I write you because I believe that I have somehow changed between the last posting on the "Oppermann in Praxis" web-log and the current one. How much longer will the change last? How much longer will this inspiration last before once again it is dormant? stand-off-ish? Unpredictable? Say, another twenty years?

Be that as it may, I have resigned myself over the last year to reading and occasionally writing on your weblog as somehow more Ayresian than the Ayres weblog of Oppermann: if such distinctions can be maintained with any reasonable cerebration.

How then has Ayres changed? He has grown a little older, that is all. He still has put off harboring any thoughts of going into a monastery. (Good, good, we know all that.) Ayres has begun to let his hair grow out again (but that is all old stuff, Oppermann has endured these things before).

So Ayres has not changed much then? When we think of it, old habits die hard, particularly the habit of being oneself, as finite, limited and uncreative as that might seem.

So what is this motivation to write, more of the same? I have changed only as a Walser has changed, which again would be, not much at all: still thee same damned bowler hat and the pinstripe slacks and walking cane, or dudeish equivalent. No news there.

Perhaps I found a cache of humor in Walser, that is all, and that would be a sign of Ayres' changing. (I am so sick and tired of myself among so many friends who all wish to be seen by their friends as changing: we aren't changing at all, it's so pathetic!) Change only happens from without: and then when one is changed, truly, it means in it's essence: one can't have the same friends any more.

So then I am writing this out of obligation? Heck no!

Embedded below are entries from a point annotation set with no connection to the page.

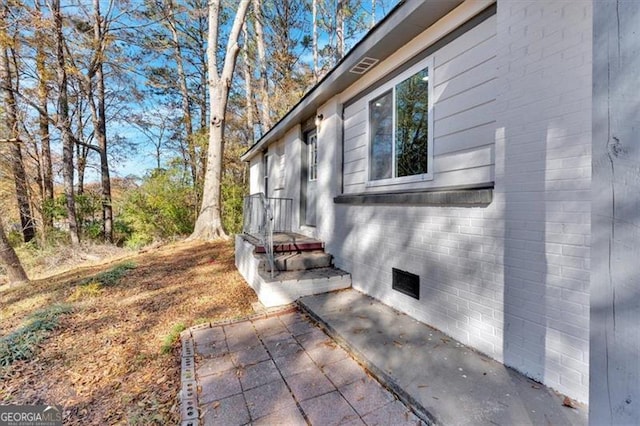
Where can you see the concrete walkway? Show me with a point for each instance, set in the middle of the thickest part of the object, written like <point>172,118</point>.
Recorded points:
<point>281,369</point>
<point>444,381</point>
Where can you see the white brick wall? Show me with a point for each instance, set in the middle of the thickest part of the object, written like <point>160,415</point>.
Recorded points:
<point>510,279</point>
<point>544,119</point>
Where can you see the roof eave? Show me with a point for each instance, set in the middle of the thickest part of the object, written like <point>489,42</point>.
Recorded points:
<point>396,29</point>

I do not have the pretense to claim I have the arduous spiritual discipline of, say, an Oppermann, to devote the last year of his life to an extremely consistent web-log (Come on Ayres! Where's your backbone! Where's your spine!) I am not a spiritual web-log persuer: I am a televangelist johnny-come-lately to the scene: that is all, that is really all I can stand!

Rather, Oppermann writes because Oppermann is Oppermann. Ayres writes because Ayres is Ayres. That much we will get straight, though a document on friendship: "The Road Goes Even Further" is something we will have to continue to write together whenever possible.

Oppermann is breaking off to write a writing: The writing is not his writing when he was faced each day with the cackle of six or seven dozen college kids. (We were once those, and we called the days "Arcadian," but Oppermann looks at the dither of all that late teen-age sonambula with disgust). (You'll correct me quite vehemently, I hope, if I'm wrong).

Maybe I am writing this letter because I simply Owed Oppermann the time. That is a frank admission of a debt of soul, not an obligation to my own pointless spiritual rubric to nothing (and I really mean "nothing"): but an empty lament. I haven't changed. I'm still the same. (which is actually quite boring!) I Owed Oppermann because I love so much of what he is, and I just needed to spend a part of an evening in thought, hopefully laughing with him at my own dithering turn-around-speeches in this letter. It should look almost like Sebald, except I didn't go anywhere, I stayed home: ergo it's more like Walser.

Oppermann should be the man to go around with international speeches! First he is here, and then there. Damn well should be, or will be, everywhere. I know, enough, enough.

Anyway, there is so much more I would have liked to say. I would still say that my chapter on Hölderlin will have to contain extensive documentation around the Oppermann post-cards from the Hölderlin museum. My book, however is still to be published at a far-off date.

Oppermann seems nascent: like a leopard about to give birth: about to be published and punished! About to be sent to the "pen." About to be discovered by his own return ...just as he is set to depart! Pure astonishment!